First on the rules: One thing I do here is make it simple. The first couple of times with Chutes and Ladders (which was played for the first time this year) we simply roll the dice and it is a bit of a free for all. Then we gradually moved toward all the rules. You can start any game with just ONE player and make it a fun imagination time. Maybe you start with just the ladders, then add the chutes the next time around. If a kiddo doesn't like board games you start with a QUICK one. Today at camp I told Andrew, 'two more turns." There is no need to be 'particular' on the rules if the kids playing are just 'learning to play' versus learning to win. And you don't NEED to finish the game although you should finish on the 'guides' timetable.

Now onto winning. You do NOT teach winning by winning yourself or even by demonstrating losing gracefully' although that is helpful at some point. I have done many 'mini-games' with Andrew and started by having him win!

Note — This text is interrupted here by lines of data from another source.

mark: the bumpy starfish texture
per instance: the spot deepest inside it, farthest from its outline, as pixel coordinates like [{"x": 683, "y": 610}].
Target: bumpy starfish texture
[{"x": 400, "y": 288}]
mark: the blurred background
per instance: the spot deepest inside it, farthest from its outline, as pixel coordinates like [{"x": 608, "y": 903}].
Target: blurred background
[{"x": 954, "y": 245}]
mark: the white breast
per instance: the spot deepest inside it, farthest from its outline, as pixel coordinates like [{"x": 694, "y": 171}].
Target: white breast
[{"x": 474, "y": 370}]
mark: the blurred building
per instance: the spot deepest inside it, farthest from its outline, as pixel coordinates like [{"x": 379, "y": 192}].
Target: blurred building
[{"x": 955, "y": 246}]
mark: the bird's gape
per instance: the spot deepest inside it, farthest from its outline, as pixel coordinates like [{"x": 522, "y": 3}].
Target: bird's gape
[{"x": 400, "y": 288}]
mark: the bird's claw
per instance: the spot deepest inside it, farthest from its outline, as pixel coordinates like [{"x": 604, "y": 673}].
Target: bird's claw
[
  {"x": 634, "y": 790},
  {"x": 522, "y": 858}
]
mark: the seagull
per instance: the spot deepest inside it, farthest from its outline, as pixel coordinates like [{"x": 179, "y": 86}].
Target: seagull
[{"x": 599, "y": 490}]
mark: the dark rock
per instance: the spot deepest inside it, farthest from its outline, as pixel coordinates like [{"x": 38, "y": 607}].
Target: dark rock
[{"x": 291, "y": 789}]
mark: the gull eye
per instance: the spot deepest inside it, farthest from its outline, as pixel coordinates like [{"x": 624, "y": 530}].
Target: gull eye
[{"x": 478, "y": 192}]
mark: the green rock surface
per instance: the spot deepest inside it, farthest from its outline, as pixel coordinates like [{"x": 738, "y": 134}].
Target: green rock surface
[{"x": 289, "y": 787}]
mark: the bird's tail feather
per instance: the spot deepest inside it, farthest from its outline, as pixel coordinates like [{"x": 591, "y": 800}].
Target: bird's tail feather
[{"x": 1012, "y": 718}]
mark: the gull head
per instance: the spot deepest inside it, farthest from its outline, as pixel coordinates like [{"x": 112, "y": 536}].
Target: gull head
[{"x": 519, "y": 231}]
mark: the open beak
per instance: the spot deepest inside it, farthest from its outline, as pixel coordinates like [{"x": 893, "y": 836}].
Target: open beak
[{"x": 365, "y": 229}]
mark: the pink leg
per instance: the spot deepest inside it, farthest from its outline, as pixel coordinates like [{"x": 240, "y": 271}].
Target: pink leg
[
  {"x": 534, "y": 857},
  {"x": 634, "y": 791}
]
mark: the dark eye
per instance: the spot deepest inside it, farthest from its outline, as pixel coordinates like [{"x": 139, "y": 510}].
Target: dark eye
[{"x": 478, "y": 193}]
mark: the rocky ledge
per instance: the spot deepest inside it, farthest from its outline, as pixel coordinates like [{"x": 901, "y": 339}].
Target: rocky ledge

High fives all around!! Then I move to a game where there are many 'rounds.' Just tonight after bath we played "thumb wars." I can win a 'round' but not the whole thing and demonstrate being 'bummed' or being happy. At one point I pulled one of his tricks and said, "Hey look! a bird." He looked! And I took out his thumb. He called me on it and told me I lost a point for cheating. Then he did the same thing! So of course I had to call him on it, but he had that immediate memory of calling me out. There are so many games where you can play rounds.

When teaching game playing, rules and winning / losing ...simple is better.


The Glasers said...

Thinking about it developmentally (i.e., both Charlotte Mason and
Awakening Children's Minds agree here) board games, and formal organized games, are better for older
children--not for preschool children. Children who are developmentally delayed in their dynamic thinking skills probably
would be bored of board games because they seem pretty pointless to them.

The thumb wars games looks pretty fun!

Amy K. said...

Your description of how you teach games is exactly how my mom taught my boys. It's amazing-- she was so developmentally on cue. And, plus, she doesn't have a competitive bone in her body so the event of playing was the fun part. (Not so with my dh, who can be a lot of fun with a bunch of also competitive uncles and the boys who are older!) But she would start out with virtually no rules, simply trying out rolling dice and drawing cards, or hopping from square to square. This was a 2 year old version. By 3, they were choosing up colors or whatever in Sorry. But she always took the fall for any "sorry" card! :-P As they grew older, rules came into play. They didn't follow the rules fully until they got to their own black/white stage of understanding them and wanting them to be followed by all participants.

All of them favored matching games, where you try to find the match. No one really counted at the end in the early years.